Thursday, November 01, 2007

Sour mood



47 million Americans lack health insurance, according to a new report by the Economic Policy Institute.

The number of Americans lacking health insurance rose by nearly 8.6 million to 47 million from 2000 to 2006, with children and workers from every income level losing coverage, a new report said on Thursday.
The increase was "driven primarily by the continued erosion in employer-provided health insurance," said the report by the Washington, D.C.-based Economic Policy Institute.
In 2006, 2.3 million fewer Americans received health benefits from their employers than in 2000, the report said, noting the decline does not take the population increase into account.
Nearly 60 percent of the nation's children are covered by the insurance provided by their parents' employers, but 3.4 million fewer children had benefits in 2006 compared with 2000.
"Public health insurance is no longer offsetting these losses," said the report by the nonpartisan think-tank.

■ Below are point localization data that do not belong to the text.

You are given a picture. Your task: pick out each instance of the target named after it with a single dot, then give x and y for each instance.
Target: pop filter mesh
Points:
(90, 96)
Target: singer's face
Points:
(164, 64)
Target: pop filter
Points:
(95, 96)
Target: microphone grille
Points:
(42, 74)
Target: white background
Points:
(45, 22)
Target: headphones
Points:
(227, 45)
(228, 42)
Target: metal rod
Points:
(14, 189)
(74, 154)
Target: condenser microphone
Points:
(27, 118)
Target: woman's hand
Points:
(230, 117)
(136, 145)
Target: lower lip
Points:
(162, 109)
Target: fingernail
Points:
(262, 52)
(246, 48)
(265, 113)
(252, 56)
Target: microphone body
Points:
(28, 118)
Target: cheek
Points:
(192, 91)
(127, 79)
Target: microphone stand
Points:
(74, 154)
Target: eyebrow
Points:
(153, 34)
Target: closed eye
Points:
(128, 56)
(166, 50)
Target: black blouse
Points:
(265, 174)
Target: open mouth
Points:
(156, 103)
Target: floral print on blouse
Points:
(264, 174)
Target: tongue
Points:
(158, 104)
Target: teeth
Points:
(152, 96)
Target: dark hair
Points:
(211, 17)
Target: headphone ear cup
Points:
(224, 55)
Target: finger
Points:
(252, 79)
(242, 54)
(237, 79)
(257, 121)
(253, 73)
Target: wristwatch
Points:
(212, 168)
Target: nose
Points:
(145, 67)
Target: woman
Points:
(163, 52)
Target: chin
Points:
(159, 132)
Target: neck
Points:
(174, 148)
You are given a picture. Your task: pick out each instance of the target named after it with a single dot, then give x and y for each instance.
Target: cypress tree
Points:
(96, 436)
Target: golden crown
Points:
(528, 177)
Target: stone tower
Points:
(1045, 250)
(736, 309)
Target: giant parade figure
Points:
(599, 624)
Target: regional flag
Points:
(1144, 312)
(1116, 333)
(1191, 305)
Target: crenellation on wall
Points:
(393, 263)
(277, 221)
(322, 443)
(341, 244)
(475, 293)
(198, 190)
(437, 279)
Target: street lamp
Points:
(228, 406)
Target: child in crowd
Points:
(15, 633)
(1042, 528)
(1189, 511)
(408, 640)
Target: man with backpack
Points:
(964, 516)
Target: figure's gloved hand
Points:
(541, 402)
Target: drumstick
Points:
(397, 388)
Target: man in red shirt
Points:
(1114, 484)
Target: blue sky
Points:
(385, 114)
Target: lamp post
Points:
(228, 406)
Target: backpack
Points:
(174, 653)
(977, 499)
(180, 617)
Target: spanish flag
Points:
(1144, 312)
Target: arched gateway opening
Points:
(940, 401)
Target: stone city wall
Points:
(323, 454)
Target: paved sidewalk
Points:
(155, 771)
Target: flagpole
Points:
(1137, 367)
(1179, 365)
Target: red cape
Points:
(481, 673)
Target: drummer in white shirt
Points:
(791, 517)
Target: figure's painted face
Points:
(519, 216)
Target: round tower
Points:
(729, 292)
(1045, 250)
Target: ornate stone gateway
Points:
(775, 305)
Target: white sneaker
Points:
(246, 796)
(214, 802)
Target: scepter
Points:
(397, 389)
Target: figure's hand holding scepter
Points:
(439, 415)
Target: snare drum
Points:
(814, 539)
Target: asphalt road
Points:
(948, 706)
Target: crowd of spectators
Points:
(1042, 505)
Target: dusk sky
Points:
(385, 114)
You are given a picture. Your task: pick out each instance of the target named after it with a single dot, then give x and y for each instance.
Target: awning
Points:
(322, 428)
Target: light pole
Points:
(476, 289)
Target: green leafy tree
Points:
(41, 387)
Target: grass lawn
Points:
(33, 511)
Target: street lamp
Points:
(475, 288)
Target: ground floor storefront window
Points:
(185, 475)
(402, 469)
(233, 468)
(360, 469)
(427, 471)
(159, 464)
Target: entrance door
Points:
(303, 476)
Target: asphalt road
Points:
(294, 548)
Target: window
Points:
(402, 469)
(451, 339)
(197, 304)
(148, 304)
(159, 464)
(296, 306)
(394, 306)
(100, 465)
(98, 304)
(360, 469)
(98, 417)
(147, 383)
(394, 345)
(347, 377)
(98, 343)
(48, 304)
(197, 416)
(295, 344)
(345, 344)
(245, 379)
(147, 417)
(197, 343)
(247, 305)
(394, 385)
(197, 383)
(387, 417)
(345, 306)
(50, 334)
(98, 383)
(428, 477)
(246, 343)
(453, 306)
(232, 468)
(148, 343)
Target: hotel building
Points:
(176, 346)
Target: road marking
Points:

Is it any wonder that people are so unhappy today? Pretty much since Bush took office, the national mood has been in a downward spiral. Why? The war, for one. It was supposed to last six months. You know, a cake walk, rose petals thrown at our feet, etc. All bullshit.
The surplus that Clinton left us? The promise of finally starting to chip away at our national debt that has been spiraling out of countrol since the Reagan years? All gone. Instead, we are spending hundreds of billions every year on the Iraqi boondoggle while Republicans, at the same time, insist that we can’t afford comparatively tiny increases in domestic spending back home.
It does not compute. You can’t continue to support spending hundreds of billions in Iraq year after never-ending year, while telling us that we can’t afford to fix problems at home and expect the nation’s mood to do anything but bottom out.